Ya ya ya, saya tahu di antara pembaca sekalian akan ada yang berpikir, “Bukannya kalau ada Museum Korupsi di Malang, malah makin menguatkan kesan Malang sebagai kota Korupsi?”
Nah sebelum anda ngomel ke situ, saya alihkan ke poin nomor dua, yakni sebagai pengingat kepada generasi selanjutnya. Kasus tertangkapnya koruptor di Malang Raya secara berturut-turut dalam kurun waktu 1 tahun adalah hal yang memalukan tentu saja. Sejarah akan mencatatnya. Tak perlu malu untuk diakui. Kesalahan di masa lalu terjadi untuk pembelajaran di masa depan bukan?
Jadi ide museum korupsi bukan untuk menegaskan predikat Malang sebagai daerah korupsi.
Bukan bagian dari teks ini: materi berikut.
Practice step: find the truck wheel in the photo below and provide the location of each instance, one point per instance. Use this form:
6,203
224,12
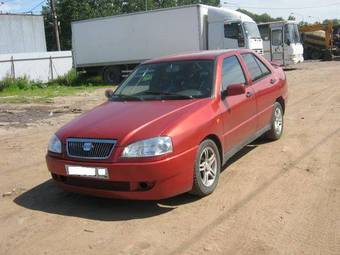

Bukan! Tapi, untuk mengingatkan kepada generasi selanjutnya agar tidak mengulangi sejarah masa lalu yang memalukan. Mengakui masa lalu yang memalukan bukan hal yang buruk, tapi mengulangi kejadian memalukan adalah hal konyol. Sama seperti Jerman yang mengakui masa lalu kelamnya soal NAZI dengan mendirikan monumen dan museum sebagai pengingat untuk generasi penerus. Bukan begitu Bang Mikail Gibran yang saat ini sedang ada di Jerman kebingungan mencari rokok Surya 12?
Yang terakhir, duit. Ya. Saya oportunis saja. Ide museum korupsi bisa menghasilkan duit untuk Pendapatan Asli Daerah. Agar wisatawan tertarik datang, maka bikinlah museumnya dengan konsep menarik. Bagaimana cara agar menarik? Tentu saja dengan menyediakan spot foto yang instagramable.
Misal dengan membuat area foto dengan set penjara ala penjara KPK, menyewakan kostum ala penyidik KPK atau tahanan KPK dan lain sebagainya. Pokoknya instagramable aja. Bukankah semua tempat wisata di Malang Raya pada dasarnya adalah tempat swafoto berbayar?
Sudah. Saya capek ngetik. Yang penting saya usul. Teknis penerapan ide museum korupsi bisa didiskusikan lebih lanjut. Ide ini saya serahkan pada publik Malang atau publik di luar Malang Raya. Tak perlu bayar royalti. Gratis. Monggo, investor yang berminat! Segera tanam modalnya. Tapi tolong, tak perlu “suap-suapan” untuk memuluskan jalannya proyek ini!